A Princeton president cannot be successful if he or she does not have a great provost. I have had the privilege of working with two of the best — Chris and President of the University of Pennsylvania Amy Gutmann — and it is a source of immense pride that both are now or soon will be presidents of Ivy League universities. With Chris I have had a true partner. While we disagreed from time to time about the best strategy to employ in order to accomplish a goal, we never disagreed about the goal or the fundamental principles and values that informed our decisions.

As often as students ask me what a president actually does, they are even more mystified by the role the provost plays. Officially, the provost is the chief academic and budget officer — the chief operating officer, to use the terminology of the business world. The provost’s job is a very demanding one because he or she must reconcile the responsibility to continually move the University forward with the limitations of a finite budget that must be balanced each year. This means that occasionally the provost must disappoint faculty, students, and staff who have terrific ideas that simply cannot be funded. I am often reminded of the late Professor of Sociology Marvin Bressler’s admonition to me that a great university administrator is someone who can say “no” to a faculty member’s request and have the faculty member leave with a smile. While no one could have a perfect record on that score, Chris has come very close to Bressler’s ideal by always taking time to explain each decision and sympathizing with those he must disappoint.

It was that instinct for transparency that Chris called upon during the Great Recession of 2008- 09 to bring Princeton through the crisis with a minimum of drama. If there is one time you do not want to be a provost, it is during a period when the endowment drops 23.4 percent in the space of six months! With Chris in the lead, the administrative team acted quickly to align our more limited resources with the University’s core needs and highest priorities, such as financial aid.
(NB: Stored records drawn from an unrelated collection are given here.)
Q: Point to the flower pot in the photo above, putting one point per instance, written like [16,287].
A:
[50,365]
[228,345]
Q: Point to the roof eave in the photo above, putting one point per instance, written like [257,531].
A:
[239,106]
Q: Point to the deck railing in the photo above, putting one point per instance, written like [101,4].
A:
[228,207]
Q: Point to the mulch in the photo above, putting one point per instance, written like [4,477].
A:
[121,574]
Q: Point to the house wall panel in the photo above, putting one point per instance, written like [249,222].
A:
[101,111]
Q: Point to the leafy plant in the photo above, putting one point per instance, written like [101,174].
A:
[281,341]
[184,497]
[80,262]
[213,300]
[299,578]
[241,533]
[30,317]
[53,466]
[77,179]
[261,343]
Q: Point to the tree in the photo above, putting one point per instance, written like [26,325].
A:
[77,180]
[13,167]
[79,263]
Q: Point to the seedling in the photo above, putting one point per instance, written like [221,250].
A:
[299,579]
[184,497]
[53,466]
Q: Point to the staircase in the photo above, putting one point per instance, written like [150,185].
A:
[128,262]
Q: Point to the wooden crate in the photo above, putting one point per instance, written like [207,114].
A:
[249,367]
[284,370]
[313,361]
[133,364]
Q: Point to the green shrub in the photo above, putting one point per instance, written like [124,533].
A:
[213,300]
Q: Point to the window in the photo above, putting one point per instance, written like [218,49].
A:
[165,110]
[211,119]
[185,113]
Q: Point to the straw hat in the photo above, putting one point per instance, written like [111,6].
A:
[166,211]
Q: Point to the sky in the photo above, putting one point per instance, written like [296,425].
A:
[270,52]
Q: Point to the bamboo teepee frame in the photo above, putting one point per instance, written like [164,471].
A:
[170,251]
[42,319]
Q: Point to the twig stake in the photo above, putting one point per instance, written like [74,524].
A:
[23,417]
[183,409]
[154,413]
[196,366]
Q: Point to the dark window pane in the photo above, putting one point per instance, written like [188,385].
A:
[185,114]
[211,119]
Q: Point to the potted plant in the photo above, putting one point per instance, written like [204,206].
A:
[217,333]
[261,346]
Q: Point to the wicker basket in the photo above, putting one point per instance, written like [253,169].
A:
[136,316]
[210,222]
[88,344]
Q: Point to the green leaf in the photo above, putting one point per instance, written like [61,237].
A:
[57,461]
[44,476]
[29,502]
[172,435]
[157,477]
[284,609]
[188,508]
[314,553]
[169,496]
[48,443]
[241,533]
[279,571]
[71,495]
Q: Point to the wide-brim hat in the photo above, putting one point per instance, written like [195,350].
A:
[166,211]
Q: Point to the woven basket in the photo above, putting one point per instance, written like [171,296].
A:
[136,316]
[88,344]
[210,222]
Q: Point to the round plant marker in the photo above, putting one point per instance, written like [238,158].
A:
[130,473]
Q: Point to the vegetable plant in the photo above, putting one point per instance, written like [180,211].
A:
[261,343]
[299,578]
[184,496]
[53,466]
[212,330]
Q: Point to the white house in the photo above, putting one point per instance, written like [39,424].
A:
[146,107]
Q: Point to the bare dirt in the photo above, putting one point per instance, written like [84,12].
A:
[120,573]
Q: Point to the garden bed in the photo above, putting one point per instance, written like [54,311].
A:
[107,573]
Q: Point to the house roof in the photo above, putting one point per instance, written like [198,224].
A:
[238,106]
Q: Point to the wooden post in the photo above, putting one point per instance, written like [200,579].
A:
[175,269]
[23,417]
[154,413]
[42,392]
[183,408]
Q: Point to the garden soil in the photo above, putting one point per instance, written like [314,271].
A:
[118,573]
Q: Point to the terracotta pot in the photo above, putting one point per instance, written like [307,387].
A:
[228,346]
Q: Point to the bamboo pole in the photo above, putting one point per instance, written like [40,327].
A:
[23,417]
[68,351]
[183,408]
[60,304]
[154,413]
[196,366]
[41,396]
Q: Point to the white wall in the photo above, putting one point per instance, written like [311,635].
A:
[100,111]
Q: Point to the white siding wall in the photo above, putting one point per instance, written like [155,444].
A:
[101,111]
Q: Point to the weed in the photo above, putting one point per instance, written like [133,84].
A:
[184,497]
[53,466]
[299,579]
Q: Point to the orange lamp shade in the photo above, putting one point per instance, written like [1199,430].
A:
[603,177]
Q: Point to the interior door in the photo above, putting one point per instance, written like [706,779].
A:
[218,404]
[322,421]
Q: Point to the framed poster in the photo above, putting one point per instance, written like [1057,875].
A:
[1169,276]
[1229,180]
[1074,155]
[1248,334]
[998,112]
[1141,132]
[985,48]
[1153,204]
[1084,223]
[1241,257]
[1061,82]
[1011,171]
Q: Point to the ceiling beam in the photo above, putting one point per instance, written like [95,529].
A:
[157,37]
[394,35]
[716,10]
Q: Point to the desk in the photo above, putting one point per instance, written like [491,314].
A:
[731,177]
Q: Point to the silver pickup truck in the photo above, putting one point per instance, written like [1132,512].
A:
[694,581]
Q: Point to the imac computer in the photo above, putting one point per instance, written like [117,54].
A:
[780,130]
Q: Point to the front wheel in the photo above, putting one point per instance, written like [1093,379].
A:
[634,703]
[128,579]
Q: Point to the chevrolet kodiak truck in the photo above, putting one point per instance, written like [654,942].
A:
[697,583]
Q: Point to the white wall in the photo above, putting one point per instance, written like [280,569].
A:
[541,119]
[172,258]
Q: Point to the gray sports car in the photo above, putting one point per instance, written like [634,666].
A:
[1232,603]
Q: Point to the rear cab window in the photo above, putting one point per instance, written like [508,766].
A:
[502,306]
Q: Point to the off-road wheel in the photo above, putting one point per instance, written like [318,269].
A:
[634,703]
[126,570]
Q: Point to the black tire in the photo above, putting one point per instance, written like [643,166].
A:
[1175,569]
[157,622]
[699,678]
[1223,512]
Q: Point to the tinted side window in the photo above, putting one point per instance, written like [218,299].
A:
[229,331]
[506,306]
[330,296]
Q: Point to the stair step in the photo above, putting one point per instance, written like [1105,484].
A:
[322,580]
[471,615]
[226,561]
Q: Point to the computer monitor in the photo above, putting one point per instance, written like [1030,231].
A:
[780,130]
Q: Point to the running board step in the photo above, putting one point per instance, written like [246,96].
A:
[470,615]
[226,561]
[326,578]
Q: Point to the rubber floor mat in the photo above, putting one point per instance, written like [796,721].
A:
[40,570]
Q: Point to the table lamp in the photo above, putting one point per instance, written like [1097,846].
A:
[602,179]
The provost is often perceived as the “insider” to the president’s “outsider” role. In the last several years that distinction has blurred as Chris has become a prominent and respected national voice on a number of key issues in higher education, including how to measure student achievement and how colleges and universities themselves should be measured for impact and effectiveness. He has also taken the lead in helping Princeton navigate the brave new world of online education, serving on Coursera’s Advisory Board. Finally, as some of you know firsthand, he has spent increasing amounts of time with alumni around the country and the globe. In short, he is ready to be president, and we are very lucky to have him at the helm.